Earlier this week I asked the following question on Twitter
If you had to choose between an evaluator or a marketer for your #nonprofit org, which would you pick and why?
I had plenty of interest in the question, but only one answer. Ann Emery pointed to a 2010 study by the Innovation Network about the State of Evaluation in 2010. The salient point from the report that Ann pointed out is that in an online survey of over 800 non-profit organizations across the United States, “fundraising is #1 priority in nonprofits while evaluation is #9…”.
This statistic provides some support for the open secret that organizations prefer investing in marketing over evaluation, but it doesn’t answer the second part of my original question, why do organizations choose marketing over evaluation?
While not intentionally an answer to this question, a nonprofit I have been almost working with for the last year provides some insight. This organization is relatively young, small nonprofit that has found itself a media darling in certain circles. It plays lip service to a desire to evaluate its findings but insists that anyone who look at their numbers be properly vetted (read already a believer in this agency’s approach).
Evaluators are inquisitive, and skeptical, by nature. A hypothesis test assumes there is no effect, rejecting this assumption only in the face of convincing evidence. Evaluators do the same thing.
This organization (not-uniquely) starts from the standpoint that its impact is a given. In that mindset, evaluators can only disprove your asserted greatness. Thinking of it that way, I’m not sure I’d hire an evaluator either.
An investment in marketing however brings accolades from the press, photo ops with politicians and the adoration (and financial support) of the general public. So really a choice between marketing and evaluation is a choice between fame and fortune versus the possibility of uncovering that the project you have invested in for over half a decade doesn’t do what you thought it did.
In this way, choosing the marketing consultant is the only rational choice to make. Well, that is, if your organization’s logic model defines an ultimate goal of self aggrandizement. If instead your target population are the people your agencies aims to serve, and the impact theory defines causal linkages between your interventions and something other than coverage in the New York Times, then an evaluator might be an okay idea after all.
Consumer protections and false advertising
Corporations invest in evaluating their products in part because better products are more competitive in the market place, but given the indirect funding nature of nonprofits, where the service recipient is not the purchaser of services, this incentive falls apart.

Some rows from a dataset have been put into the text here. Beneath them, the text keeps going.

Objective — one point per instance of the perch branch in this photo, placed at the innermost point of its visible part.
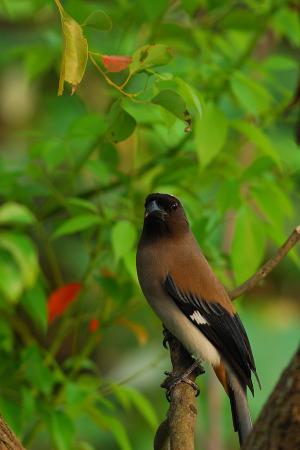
(177, 431)
(268, 266)
(278, 424)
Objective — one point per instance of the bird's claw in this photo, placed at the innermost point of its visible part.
(173, 380)
(167, 336)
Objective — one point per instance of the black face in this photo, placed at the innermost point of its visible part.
(164, 215)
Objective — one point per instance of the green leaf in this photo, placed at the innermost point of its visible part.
(14, 213)
(154, 9)
(211, 132)
(23, 252)
(123, 238)
(89, 126)
(122, 124)
(10, 409)
(11, 282)
(34, 370)
(75, 51)
(81, 204)
(98, 20)
(62, 430)
(113, 425)
(76, 224)
(34, 302)
(6, 336)
(252, 96)
(248, 244)
(150, 56)
(143, 405)
(258, 137)
(174, 103)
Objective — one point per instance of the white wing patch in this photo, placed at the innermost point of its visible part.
(196, 317)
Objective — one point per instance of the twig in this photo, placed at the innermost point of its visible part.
(268, 266)
(177, 431)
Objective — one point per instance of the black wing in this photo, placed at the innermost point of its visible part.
(225, 331)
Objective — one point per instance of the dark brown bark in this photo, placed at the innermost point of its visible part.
(177, 432)
(8, 440)
(278, 425)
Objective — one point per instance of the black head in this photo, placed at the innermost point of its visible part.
(164, 215)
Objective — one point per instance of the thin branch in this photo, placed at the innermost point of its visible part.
(268, 266)
(176, 432)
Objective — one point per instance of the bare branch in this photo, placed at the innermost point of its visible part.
(278, 424)
(177, 432)
(268, 266)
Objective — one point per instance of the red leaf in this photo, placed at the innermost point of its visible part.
(114, 63)
(60, 299)
(94, 325)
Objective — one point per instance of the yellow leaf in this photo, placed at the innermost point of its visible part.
(75, 51)
(139, 331)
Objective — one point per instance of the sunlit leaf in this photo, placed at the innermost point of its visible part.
(81, 204)
(174, 103)
(11, 282)
(122, 124)
(211, 132)
(113, 425)
(248, 245)
(62, 430)
(75, 51)
(252, 96)
(34, 302)
(138, 330)
(123, 237)
(6, 336)
(14, 213)
(34, 370)
(155, 8)
(258, 137)
(76, 224)
(60, 299)
(24, 254)
(98, 20)
(143, 405)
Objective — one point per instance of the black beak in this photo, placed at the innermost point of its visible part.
(154, 209)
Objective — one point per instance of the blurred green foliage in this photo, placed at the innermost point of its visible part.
(198, 103)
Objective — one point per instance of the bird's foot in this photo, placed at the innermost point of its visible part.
(167, 337)
(174, 379)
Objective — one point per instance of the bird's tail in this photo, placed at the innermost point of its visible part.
(239, 408)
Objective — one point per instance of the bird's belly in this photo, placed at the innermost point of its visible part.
(183, 329)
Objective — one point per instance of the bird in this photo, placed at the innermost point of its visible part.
(184, 292)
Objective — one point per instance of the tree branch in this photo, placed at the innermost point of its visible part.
(268, 266)
(177, 431)
(278, 424)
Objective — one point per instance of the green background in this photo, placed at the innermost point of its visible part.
(205, 113)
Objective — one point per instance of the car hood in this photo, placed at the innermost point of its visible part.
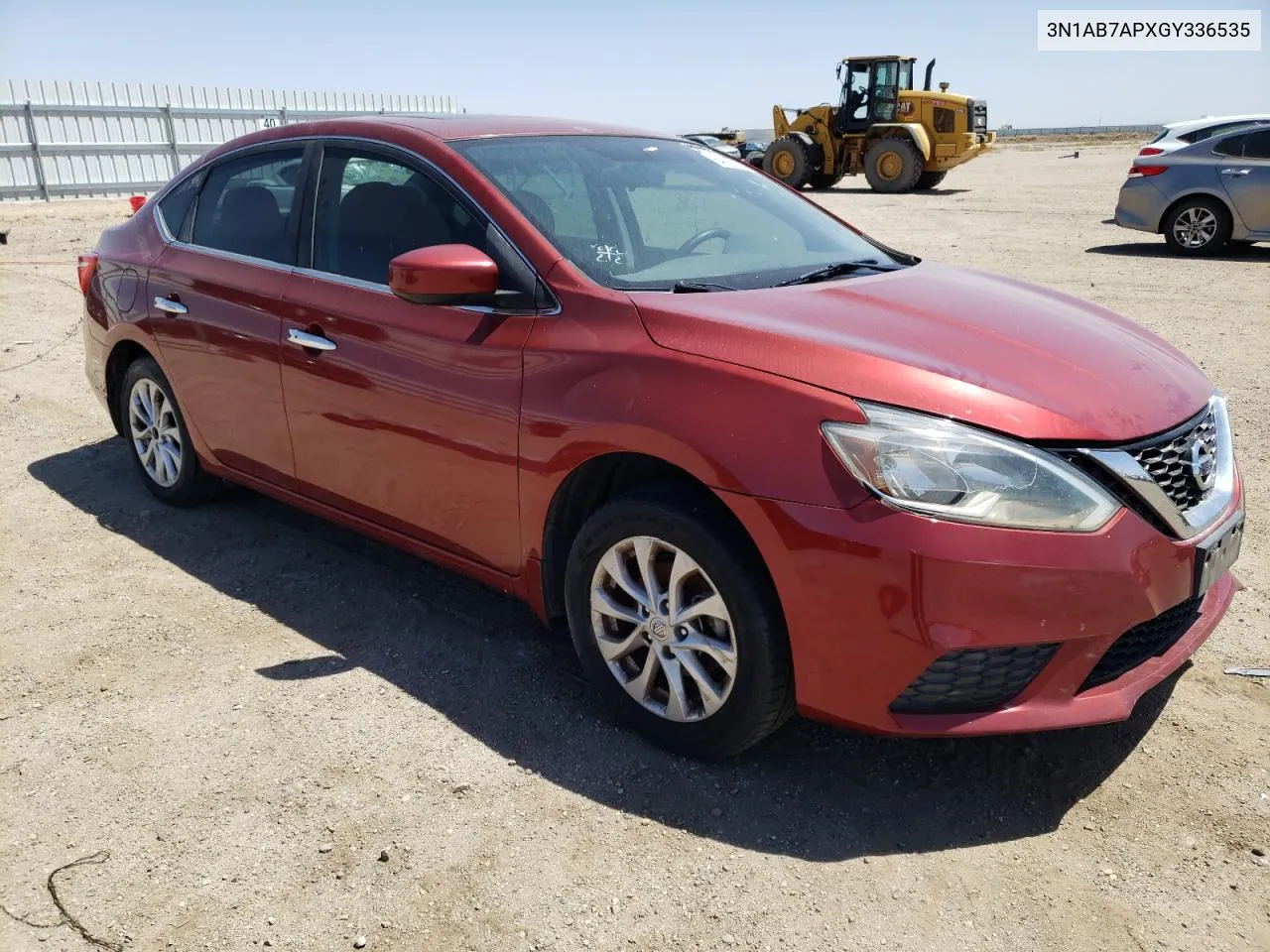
(975, 347)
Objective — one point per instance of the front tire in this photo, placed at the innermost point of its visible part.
(1198, 226)
(893, 166)
(157, 433)
(679, 627)
(789, 159)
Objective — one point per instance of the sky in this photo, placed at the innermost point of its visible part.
(668, 66)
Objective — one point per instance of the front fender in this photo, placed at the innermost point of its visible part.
(731, 428)
(908, 128)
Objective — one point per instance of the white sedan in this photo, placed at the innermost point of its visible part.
(1179, 135)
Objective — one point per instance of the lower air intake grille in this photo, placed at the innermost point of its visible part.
(974, 679)
(1143, 643)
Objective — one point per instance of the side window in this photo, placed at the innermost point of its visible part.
(176, 207)
(1232, 146)
(246, 203)
(1256, 145)
(549, 188)
(372, 208)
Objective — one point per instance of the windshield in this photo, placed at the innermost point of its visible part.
(648, 213)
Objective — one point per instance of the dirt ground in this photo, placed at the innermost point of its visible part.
(289, 737)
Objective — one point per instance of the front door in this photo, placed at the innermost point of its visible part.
(214, 298)
(404, 414)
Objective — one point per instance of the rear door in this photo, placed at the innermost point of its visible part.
(214, 296)
(1243, 167)
(405, 414)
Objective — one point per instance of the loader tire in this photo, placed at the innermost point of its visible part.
(789, 160)
(893, 166)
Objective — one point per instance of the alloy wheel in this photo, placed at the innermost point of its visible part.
(155, 431)
(1196, 227)
(663, 629)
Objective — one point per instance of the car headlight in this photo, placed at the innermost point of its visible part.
(951, 471)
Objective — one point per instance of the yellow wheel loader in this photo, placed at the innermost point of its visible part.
(899, 137)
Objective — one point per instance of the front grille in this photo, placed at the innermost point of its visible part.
(1143, 643)
(1169, 462)
(974, 679)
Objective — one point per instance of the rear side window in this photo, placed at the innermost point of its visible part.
(1234, 146)
(246, 204)
(1256, 145)
(176, 207)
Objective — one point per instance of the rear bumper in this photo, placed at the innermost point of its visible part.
(94, 358)
(1141, 206)
(873, 597)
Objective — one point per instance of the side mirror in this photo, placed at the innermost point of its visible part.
(444, 275)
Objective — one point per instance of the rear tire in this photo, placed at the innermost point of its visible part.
(746, 660)
(789, 159)
(893, 166)
(159, 439)
(1197, 226)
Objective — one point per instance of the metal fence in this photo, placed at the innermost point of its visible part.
(105, 139)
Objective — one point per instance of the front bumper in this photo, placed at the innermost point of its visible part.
(873, 597)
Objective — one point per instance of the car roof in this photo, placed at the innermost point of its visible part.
(456, 126)
(1189, 125)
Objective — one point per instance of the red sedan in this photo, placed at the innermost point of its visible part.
(756, 460)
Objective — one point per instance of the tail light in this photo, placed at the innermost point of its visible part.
(86, 270)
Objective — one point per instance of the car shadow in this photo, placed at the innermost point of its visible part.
(483, 661)
(1159, 249)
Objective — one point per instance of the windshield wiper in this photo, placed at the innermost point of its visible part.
(834, 271)
(690, 287)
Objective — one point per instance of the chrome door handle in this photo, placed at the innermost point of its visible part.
(310, 341)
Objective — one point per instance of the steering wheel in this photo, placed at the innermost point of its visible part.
(701, 238)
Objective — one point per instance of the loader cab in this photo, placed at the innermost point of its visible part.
(870, 90)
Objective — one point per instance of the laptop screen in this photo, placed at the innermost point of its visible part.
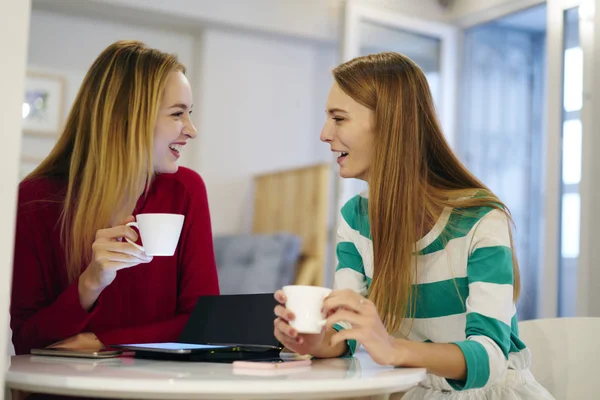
(236, 319)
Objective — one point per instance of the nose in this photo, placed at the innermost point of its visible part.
(327, 133)
(189, 129)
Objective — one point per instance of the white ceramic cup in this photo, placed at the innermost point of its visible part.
(306, 303)
(159, 233)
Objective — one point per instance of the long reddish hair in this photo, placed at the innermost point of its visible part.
(413, 175)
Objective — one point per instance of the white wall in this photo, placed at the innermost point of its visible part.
(259, 98)
(315, 19)
(262, 102)
(14, 21)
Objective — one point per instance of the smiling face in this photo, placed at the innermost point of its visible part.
(348, 130)
(173, 124)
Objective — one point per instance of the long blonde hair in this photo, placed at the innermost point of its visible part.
(105, 149)
(413, 175)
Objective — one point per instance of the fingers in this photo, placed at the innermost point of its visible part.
(287, 335)
(110, 249)
(127, 220)
(346, 334)
(280, 297)
(120, 231)
(284, 313)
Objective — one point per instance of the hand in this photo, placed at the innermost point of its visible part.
(367, 328)
(110, 254)
(82, 341)
(292, 340)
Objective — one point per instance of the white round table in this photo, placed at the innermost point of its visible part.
(133, 378)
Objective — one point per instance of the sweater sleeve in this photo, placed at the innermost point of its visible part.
(38, 316)
(197, 272)
(490, 305)
(350, 271)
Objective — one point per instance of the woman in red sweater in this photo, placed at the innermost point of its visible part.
(76, 283)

However, corporations also evaluate their products as to not run afoul of the various consumer protection regulations placed on businesses, including laws against falsely advertising one’s products effects.
Imagine how different the sector would look if a similar standard were applied in the social sector. I have written before that evaluation brings truth in advertising to the social sector, but the real benefit would be to those we serve. The media story should be a secondary bi-product of a job well done. Instead, getting a good media story is the job, period.